24 June 2019
General Economy As China Reforms Attempt to Stoke Growth


Central Huijin Investment, an arm of China’s sovereign wealth fund, has boosted its stakes in the nation’s big four state-owned banks over the past six months, signaling Beijing’s continuing support for the key lenders. 

Between June 13 and Dec. 12, Huijin bought 179.46 million A shares in Agricultural Bank of China (01288.HK, 601288.CN), 175.45 million A shares in Industrial and Commercial Bank of China (01398.HK, 601398.CN), 102.8 million A shares in China Construction Bank Corp. (00939.HK, 601939.CN) and 112.76 million A shares in Bank of China (03988.HK, 601988.CN), according to regulatory filings from the lenders.

Huijin bought the shares through on-market purchases on the Shanghai Stock Exchange. Although the share purchases pushed up the Shanghai Composite Index only by 0.6 percent during the period, they provided crucial support for the A-share market when local investors’ confidence fell to the lowest point in late June due to a credit crunch in the banking sector. The benchmark index fell to as low as 1,950 points on June 27. On Monday, it closed at 2,160. 

The share purchases also came at a time when the global markets were fretting about uncertainties stemming from the expected scale-back of US quantitative easing measures. 

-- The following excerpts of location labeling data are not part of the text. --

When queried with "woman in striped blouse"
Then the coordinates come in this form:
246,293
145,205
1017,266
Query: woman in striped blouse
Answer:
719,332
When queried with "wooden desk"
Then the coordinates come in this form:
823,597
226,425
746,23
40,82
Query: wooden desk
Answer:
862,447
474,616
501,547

Global investors are now waiting to see if the Federal Open Market Committee will announce a tapering plan after a two-day policy meeting that ends on Wednesday. The Hong Kong stock market has been under pressure since last week due to speculation that the Fed will soon start reducing its debt purchases. If the taper indeed begins, Huijin could announce a new round of share purchases to support Chinese stocks, observers say.

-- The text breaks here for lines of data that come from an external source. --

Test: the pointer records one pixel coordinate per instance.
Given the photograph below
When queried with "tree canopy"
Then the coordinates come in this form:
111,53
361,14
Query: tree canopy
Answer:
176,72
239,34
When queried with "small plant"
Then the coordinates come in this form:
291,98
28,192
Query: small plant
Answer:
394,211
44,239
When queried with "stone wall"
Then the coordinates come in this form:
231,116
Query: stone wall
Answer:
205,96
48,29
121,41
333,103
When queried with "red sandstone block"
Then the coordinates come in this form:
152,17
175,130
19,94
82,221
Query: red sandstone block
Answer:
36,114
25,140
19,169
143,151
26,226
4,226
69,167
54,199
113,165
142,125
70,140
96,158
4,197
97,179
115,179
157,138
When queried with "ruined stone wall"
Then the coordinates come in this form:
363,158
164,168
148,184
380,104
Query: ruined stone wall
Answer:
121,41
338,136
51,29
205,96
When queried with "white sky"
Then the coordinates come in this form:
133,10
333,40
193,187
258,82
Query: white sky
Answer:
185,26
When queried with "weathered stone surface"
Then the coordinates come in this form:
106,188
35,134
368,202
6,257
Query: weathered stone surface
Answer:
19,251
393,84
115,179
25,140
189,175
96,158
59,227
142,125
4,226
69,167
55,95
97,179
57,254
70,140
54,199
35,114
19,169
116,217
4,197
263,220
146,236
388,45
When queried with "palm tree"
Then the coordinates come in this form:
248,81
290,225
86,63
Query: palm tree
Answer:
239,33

China eases access for financial leasing firms

China’s banking watchdog has eased regulations on financial leasing firms to allow them to expand their business and establish units under a trial scheme, Xinhua news agency reported Monday, citing Li Jianhua, director of the regulator’s non-bank financial institutions supervision department. The new rules cover qualified commercial banks, domestic manufacturing firms, overseas leasing firms and overseas financial institutions. They will be allowed to invest in fixed-income securities and hold at least 30 percent of the units. 

New Third Board said to accept new listing applications soon

China’s New Third Board will begin accepting listing applications from domestic companies before the year is out, Shanghai Securities News reported Tuesday, citing a source from the exchange operator. The National Equities Exchange and Quotations Co. Ltd. is fine-tuning trading rules for the expansion of the share transfer system designed to help small and medium-sized enterprises raise money from the market, the source was quoted as saying. Previously, only technology firms in certain science and technology parks were allowed to list their shares on the board.